Che Povere Creature, il nuovo film di Yorgos Lanthimos presentato in concorso alla Mostra del Cinema di Venezia 2023, avrebbe fatto discutere, era già assodato. Che avrebbe presentato al pubblico una versione “twisted”, macabra e contorta del Barbie di Greta Gerwig – paragone lampante considerato che se ne parla come del “film dell’estate” per molteplici motivi – forse meno. Il suo Povere Creature è un’immersione grottesca in un world-building alla Del Toro e tra le pagine della letteratura gotica vittoriana, aggiornata alla sensibilità moderna.

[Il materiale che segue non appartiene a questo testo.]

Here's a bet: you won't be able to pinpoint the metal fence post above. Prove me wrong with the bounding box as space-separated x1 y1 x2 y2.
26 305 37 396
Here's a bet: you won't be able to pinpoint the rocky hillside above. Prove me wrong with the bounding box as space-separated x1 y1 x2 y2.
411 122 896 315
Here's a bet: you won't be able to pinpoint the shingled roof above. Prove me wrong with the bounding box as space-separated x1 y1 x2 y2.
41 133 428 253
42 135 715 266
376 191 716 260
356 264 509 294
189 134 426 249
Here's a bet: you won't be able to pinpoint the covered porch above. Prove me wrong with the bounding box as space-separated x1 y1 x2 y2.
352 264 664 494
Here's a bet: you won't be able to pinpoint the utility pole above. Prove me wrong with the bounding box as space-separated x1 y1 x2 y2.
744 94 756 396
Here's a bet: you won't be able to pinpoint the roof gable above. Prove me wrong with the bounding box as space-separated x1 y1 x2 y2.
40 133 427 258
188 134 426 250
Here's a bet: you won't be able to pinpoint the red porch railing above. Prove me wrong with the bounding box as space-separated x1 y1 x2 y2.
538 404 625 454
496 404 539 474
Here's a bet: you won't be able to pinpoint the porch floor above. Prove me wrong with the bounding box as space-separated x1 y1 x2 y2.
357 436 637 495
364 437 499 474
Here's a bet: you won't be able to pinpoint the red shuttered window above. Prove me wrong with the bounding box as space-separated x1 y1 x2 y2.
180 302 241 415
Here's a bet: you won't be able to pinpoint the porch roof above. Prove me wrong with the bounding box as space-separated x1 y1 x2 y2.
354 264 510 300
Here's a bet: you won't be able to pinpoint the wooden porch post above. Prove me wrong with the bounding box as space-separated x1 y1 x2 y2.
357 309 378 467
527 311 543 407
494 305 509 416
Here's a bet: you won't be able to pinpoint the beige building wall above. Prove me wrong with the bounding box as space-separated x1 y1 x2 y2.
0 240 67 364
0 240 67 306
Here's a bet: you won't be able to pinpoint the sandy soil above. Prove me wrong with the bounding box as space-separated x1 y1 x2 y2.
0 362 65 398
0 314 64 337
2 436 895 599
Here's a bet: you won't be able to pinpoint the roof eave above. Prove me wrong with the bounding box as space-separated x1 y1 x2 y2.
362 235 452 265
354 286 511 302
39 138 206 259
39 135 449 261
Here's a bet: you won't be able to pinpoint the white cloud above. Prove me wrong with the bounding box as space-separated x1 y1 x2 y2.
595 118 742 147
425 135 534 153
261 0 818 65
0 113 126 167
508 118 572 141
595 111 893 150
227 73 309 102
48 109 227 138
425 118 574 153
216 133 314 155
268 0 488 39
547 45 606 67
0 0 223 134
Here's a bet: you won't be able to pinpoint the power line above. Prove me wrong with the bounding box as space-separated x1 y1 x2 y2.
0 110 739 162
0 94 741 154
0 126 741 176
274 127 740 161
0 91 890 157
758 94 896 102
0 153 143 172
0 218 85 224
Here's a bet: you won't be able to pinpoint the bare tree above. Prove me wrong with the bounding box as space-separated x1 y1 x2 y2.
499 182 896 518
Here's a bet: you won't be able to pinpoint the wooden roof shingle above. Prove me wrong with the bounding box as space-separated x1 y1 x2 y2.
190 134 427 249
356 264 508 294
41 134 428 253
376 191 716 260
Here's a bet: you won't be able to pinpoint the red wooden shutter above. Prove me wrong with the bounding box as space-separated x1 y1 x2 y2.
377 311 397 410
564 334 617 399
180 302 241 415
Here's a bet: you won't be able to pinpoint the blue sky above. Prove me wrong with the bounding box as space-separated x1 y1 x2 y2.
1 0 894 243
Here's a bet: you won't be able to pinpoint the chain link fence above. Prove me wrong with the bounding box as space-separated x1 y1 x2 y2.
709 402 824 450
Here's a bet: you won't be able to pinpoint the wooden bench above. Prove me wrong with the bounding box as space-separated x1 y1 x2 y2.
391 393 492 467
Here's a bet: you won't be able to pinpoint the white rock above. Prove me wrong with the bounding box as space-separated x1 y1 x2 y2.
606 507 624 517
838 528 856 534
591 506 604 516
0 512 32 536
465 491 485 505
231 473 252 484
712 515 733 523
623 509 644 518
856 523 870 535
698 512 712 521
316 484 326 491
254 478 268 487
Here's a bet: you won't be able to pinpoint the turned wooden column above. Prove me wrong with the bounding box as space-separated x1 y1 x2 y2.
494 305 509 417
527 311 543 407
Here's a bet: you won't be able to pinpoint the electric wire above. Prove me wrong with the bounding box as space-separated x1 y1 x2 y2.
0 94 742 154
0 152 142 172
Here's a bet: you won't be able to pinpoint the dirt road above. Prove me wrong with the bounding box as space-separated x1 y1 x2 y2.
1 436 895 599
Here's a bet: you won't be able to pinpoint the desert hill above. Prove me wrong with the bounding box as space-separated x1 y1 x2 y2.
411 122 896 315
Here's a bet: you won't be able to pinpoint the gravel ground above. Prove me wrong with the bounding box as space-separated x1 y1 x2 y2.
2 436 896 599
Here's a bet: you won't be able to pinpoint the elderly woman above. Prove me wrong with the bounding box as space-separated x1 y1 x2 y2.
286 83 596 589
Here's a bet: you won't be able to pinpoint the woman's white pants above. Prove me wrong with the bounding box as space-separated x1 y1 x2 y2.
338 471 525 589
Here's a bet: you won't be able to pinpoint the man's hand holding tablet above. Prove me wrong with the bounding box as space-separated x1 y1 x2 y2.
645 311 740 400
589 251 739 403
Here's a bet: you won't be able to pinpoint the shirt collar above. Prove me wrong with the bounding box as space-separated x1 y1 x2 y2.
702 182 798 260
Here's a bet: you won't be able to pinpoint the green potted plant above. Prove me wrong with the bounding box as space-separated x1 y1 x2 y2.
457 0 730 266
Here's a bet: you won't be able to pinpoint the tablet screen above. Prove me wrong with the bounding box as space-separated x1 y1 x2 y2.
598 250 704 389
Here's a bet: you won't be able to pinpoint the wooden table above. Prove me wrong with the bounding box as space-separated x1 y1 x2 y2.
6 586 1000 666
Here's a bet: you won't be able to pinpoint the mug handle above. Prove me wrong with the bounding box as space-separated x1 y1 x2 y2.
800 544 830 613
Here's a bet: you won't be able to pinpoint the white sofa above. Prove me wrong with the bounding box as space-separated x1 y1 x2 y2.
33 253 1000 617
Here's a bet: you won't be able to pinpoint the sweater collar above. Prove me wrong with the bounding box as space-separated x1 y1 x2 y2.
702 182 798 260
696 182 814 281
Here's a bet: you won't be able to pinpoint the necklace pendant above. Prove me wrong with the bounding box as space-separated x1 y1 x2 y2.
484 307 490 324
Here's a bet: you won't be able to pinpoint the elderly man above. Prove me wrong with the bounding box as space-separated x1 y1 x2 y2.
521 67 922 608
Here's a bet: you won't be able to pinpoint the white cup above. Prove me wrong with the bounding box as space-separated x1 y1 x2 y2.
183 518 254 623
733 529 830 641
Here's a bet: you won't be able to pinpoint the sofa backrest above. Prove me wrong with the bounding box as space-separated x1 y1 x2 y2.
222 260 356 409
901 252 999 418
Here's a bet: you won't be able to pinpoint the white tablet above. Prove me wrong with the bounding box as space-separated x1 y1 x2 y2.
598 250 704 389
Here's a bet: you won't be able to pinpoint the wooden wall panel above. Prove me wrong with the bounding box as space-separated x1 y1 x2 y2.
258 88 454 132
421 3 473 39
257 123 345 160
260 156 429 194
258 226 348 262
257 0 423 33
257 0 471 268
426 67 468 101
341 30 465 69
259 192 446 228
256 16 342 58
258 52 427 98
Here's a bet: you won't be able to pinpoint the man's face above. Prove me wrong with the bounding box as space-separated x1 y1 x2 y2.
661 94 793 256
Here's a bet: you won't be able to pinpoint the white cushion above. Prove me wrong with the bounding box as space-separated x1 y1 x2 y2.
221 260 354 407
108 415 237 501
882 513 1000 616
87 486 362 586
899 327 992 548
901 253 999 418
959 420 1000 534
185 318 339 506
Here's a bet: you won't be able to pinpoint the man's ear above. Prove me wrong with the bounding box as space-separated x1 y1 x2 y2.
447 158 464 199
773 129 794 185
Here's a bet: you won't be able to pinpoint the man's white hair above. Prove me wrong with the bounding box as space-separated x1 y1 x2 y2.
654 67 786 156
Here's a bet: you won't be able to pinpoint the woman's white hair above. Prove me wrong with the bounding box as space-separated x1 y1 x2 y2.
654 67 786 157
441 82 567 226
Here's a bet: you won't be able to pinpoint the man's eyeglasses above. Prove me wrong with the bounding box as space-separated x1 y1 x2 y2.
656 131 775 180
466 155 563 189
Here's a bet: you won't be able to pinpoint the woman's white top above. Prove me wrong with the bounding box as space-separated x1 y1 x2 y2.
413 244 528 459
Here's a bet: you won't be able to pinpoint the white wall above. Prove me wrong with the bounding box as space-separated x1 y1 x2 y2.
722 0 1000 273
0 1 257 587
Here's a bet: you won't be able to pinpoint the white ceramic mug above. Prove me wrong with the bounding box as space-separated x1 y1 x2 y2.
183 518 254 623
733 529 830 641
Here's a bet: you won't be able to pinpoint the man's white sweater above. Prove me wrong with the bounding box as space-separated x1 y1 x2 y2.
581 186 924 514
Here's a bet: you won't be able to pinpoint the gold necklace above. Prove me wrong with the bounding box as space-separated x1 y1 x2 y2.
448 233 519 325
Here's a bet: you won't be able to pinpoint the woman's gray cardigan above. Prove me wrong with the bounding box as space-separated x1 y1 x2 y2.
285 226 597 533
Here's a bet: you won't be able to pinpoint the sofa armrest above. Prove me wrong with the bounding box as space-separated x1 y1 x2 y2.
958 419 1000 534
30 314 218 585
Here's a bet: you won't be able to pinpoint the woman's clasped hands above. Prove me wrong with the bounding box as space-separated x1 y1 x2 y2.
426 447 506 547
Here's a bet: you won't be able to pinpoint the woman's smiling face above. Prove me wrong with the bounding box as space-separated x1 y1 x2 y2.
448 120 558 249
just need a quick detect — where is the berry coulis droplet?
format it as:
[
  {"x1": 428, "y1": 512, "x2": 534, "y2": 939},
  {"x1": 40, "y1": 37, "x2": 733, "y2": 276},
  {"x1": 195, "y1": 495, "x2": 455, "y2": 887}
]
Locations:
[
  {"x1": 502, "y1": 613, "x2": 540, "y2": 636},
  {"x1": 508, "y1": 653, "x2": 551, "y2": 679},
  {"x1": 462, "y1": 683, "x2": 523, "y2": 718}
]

Bella Baxter, tra Pinocchio e Barbie
Bella Baxter (Emma Stone) è una creatura al contempo madre e figlia: “recuperata” dallo scienziato Dr. Godwin Baxter dopo essersi suicidata buttandosi in mare, è stata riportata alla vita impiantandole il cervello del bambino che portava in grembo. La sua età fisica e mentale non coincidono: Bella assimila 15 parole al giorno, non ha filtri, deve imparare a camminare diritta, ma è imprigionata nel corpo di un’adulta. Un giorno, il giovane assistente del suo creatore (Ramy Youssef), si palesa nella loro dimora vittoriana con un compito ben preciso: dovrà annotare tutti i progressi di Bella, passo per passo. Aprendosi a questo nuovo legame e alla conoscenza di un dandy manipolatorio, Duncan Wedderburn (Mark Ruffalo), Bella scoprirà di avere un animo riflessivo e di voler partire per l’avventura alla scoperta del mondo.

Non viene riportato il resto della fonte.